The Year That Changed My Life – Brian Rooney
The Year That Changed My Life
By Brian Rooney
The Lord works in mysterious ways. At the time, life was going pretty well. The Pittsburgh Steelers had just won the Super Bowl, my older brother had just been elected to Congress, and my wife and I were happily expecting our third child.
We did know, however, that our son, Blaise, had a congenital heart defect before he was born. At the time, we understood that we were going to be able to take Blaise home after he was born for some time before he was to undergo the surgery to repair his heart.
Needless to say, our lives were uncertain. Before Blaise’s surgery and recovery were to take place, we were considering moving back to Florida to be with our families, after residing in Michigan for three years. Furthermore, after serving my country as a Marine officer in Iraq, I was contemplating a shift from fighting for my fellow citizens on the battlefield and in the courtroom, to fighting for them in Washington. My brother, Tom, was encouraging me to come “home” and run for office in Florida. God, on the other hand, had different plans.
Blaise was born premature at 34 weeks on February 6, 2009. The doctors found unexpected complications, which required immediate surgery. Our lives, as we had known them, were over. We spent the first three months of Blaise’s life at his hospital bedside praying for the best.
In all, there were two open-heart surgeries, two brain surgeries (numerous brain procedures), uncontrollable seizures, a cardiac arrest, and a stomach surgery. Any previous talk of moving away and a possible run for office were over. We were determined to make sure that Blaise got the best possible care he needed provided to him right here in Michigan.

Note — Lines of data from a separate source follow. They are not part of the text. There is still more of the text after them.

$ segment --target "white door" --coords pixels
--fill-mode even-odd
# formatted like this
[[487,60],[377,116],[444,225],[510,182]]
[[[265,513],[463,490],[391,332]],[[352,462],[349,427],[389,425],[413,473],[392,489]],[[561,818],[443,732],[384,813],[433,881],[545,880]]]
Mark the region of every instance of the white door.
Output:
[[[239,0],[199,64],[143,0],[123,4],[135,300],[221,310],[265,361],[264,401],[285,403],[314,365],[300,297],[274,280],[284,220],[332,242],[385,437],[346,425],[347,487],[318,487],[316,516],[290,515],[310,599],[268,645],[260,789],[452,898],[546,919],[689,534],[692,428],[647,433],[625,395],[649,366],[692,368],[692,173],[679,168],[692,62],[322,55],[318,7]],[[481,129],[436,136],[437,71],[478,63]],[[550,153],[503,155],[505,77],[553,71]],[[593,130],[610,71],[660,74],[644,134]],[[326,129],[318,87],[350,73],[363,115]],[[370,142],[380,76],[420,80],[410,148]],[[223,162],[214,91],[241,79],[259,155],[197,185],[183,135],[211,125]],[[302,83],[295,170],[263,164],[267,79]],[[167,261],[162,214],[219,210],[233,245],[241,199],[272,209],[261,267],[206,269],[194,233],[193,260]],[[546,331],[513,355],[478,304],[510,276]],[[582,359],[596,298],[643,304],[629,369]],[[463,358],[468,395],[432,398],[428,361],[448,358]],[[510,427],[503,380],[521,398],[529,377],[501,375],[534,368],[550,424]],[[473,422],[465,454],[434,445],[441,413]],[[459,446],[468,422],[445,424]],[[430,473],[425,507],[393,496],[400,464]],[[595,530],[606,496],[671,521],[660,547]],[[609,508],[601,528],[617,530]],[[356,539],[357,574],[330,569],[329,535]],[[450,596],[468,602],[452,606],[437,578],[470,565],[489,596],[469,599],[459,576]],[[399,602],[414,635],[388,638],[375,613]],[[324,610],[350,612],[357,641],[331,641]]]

We had always loved Michigan, and through this difficult time, Michigan proved to be our real home. Our community rallied around us. Friends and coworkers helped watch our other two children, brought over food, and helped with our dogs. I was allowed to work from the hospital. Our priest and nuns were always there when we, at times, were on the precipice of utter, crushing despair. The other families in the 15-bed ICU supported one another. The doctors, nurses, specialists, and support staff were all truly amazing—many remain close friends to this day.
In the background, the health care debate was raging in the country. As Blaise improved, I became upset with the prospect of the government taking over health care. The eventuality of rationed care could destroy the specialized care that saved Blaise’s life, as well as other children’s lives.
Families all over the world come to Michigan to save their children’s lives. Congressman Mark Schauer kept talking about refocusing on preventative care. There is no preventative care for congenital heart defects other than termination. One in a hundred children are born with a congenital heart defect. I knew this man was ignorant to the potential disaster he and his colleagues were about to cause by their all encompassing reform.
On your way in and out of the University Hospital there are pictured banners of patients that read, “We are Michigan.” I’ll never forget when I told my wife during this crucible, “You know—‘we’ are Michigan.” My wife and I cried for the thousandth time. We both knew we were staying in Michigan because we wanted to raise our children here in this giving, helpful, and loving community.
As Blaise got better, my brother Tom started encouraging me to run for Congress again. I told him I would—here—in MY family’s home of Michigan.